More on "Bath Salts"...
Fuck this. Recreational drug my ass.
Police have not officially connected Eugene's behavior to "bath salts," but experts say he was exhibiting the classic signs of someone high on the drug.
Armando Aguilar, president of the Miami Fraternal Order of police, who has been in contact with the officer who killed Eugene, says the similarities between this and other recent cases involving "bath salts" are striking.
"The cases are similar minus a man eating another. People taking off their clothes. People suddenly have super human strength," says Aguilar. "They become violent and they are burning up for the inside. Their organs are reaching a level that most would die. By the time police approach them they are a walking dead person."
According to Aguilar one of the recent cases in Miami involving "bath salts," which is becoming increasingly popular in the party scene, involved someone trying to bite another, but police were able to get there in time. Most have involved individuals behaving incredibly irrationally and nearly impossible to control.

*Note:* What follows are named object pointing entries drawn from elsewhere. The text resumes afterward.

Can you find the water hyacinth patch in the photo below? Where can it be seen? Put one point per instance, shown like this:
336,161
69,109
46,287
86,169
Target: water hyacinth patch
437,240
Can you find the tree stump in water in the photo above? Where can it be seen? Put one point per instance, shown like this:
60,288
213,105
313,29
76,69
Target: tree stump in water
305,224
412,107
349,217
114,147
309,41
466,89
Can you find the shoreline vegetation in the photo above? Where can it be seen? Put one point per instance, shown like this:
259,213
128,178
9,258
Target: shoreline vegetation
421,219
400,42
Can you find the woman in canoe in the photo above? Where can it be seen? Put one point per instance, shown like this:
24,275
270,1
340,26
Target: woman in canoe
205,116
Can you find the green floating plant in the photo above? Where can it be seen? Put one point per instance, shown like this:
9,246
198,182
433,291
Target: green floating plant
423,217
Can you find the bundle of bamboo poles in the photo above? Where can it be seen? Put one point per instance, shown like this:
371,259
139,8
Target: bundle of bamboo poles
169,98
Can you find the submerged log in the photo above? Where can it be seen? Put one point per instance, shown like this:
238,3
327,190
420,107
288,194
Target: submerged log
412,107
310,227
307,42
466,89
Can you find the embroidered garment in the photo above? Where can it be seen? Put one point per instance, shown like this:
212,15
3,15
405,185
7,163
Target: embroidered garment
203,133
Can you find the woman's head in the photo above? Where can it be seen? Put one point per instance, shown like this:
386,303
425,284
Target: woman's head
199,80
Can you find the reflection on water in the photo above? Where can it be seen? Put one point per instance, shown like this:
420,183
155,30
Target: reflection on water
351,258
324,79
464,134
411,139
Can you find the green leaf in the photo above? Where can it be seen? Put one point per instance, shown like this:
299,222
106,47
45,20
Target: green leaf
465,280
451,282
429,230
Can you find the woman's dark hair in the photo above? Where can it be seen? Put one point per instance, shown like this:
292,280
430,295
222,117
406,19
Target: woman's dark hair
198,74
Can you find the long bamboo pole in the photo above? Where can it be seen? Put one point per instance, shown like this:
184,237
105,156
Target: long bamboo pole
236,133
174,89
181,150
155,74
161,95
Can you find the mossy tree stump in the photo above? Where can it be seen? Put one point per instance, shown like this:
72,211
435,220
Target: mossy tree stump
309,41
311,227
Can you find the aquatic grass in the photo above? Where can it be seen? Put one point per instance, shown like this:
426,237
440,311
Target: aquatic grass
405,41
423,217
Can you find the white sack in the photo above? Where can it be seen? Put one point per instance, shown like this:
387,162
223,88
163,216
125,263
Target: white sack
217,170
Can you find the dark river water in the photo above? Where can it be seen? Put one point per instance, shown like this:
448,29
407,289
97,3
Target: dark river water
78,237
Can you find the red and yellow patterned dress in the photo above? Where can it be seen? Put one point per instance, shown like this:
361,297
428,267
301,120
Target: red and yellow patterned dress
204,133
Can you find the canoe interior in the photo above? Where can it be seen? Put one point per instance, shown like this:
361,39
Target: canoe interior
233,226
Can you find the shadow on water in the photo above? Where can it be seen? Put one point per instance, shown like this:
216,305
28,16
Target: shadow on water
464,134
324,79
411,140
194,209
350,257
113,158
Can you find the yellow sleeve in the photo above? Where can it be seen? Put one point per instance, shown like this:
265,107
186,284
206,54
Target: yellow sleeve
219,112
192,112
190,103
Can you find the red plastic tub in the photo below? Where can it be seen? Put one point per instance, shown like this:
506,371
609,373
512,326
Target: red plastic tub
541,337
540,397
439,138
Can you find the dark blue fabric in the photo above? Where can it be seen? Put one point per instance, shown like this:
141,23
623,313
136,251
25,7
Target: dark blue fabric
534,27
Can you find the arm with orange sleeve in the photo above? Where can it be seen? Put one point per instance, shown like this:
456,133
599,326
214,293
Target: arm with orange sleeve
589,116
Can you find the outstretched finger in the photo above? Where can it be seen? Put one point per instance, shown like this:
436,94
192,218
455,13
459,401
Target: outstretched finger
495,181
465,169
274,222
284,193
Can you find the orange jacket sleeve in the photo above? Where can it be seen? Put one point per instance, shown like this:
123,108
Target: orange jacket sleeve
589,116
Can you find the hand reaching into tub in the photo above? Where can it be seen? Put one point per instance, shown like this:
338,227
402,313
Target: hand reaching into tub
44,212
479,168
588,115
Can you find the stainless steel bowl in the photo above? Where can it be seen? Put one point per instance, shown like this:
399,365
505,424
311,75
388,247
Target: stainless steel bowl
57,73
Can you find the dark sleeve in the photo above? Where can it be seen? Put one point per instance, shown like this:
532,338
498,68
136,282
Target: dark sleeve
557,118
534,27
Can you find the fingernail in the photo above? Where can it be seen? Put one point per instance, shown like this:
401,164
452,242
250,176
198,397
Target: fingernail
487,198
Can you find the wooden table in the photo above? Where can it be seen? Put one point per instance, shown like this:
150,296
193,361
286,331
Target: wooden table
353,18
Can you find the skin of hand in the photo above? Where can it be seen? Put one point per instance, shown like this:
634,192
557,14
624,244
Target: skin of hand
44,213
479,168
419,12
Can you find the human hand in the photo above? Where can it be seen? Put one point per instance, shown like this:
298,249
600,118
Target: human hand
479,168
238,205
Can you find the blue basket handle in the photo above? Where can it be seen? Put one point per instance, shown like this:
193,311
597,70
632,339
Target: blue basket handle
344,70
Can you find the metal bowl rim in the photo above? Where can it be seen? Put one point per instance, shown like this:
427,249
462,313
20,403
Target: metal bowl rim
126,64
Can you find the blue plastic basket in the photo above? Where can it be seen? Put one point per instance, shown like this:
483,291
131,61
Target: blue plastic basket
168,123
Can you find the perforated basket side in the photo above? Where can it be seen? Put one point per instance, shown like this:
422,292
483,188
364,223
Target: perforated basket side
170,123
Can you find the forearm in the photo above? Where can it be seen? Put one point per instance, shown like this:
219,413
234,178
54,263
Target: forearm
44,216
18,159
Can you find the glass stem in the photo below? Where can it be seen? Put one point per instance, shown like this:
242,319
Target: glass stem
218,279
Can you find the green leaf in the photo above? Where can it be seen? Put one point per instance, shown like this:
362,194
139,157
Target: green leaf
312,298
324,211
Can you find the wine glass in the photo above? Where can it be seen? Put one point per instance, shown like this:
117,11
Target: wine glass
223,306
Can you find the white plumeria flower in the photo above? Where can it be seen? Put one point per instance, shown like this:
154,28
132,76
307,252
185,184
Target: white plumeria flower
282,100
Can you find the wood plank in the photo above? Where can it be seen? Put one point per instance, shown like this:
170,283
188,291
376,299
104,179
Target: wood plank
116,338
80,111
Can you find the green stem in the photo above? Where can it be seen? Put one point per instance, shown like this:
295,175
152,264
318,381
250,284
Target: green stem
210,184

"There was another incident after the popular Ultra Festival where a guy was walking around naked, and was hit by a taxi. He jumped on top of the taxi, beat the people inside. It took 15 officers to stop him, and as he was being tasered, he was begging them to shoot and kill him," says Aguilar. "But because we had that many officers we were able to subdue him and take him to the hospital where they basically froze him."
Dr. Paul Adams, an emergency physician at the Jackson Memorial Rider Trauma Center in Miami where the cannibal victim is being treated, says instances of virtually uncontrollable patients being brought in exhibiting signs of psychosis due to this new drug have spiked during the last year.
"You can call it the new LSD. It's a recreational drug," says Adams. "They [patients] seem to be unaware of their surroundings. They are not rational, very aggressive and are stronger than they usually are. In the emergency room it usually takes four to five people to control them, and we have had a couple of people breaking out of restraints."
Adams says he believes there have been at least several hundred South Florida cases alone in the last year of people coming in usually in their twenties and thirties on the drug.
Citing an "imminent threat to public safety" the U.S Drug Enforcement Agency banned in 2011 for a year the possession and sale of three chemicals used to make the drug as they determine how best to combat the growing problem.
Although they resemble the types of salts people put in their bathtubs, the chemical make-up is different and has allowed peddlers to skirt the authorities. It can be either inhaled or snorted. It is less expensive than cocaine or ecstasy and is made in kitchens and is not that expensive.
Patients on the drug can experience high body temperatures that induce hypothermia, paranoia, hallucinations, and agitation. There is no test available yet for the substance, and because the drug is so new it's unclear if it is addictive.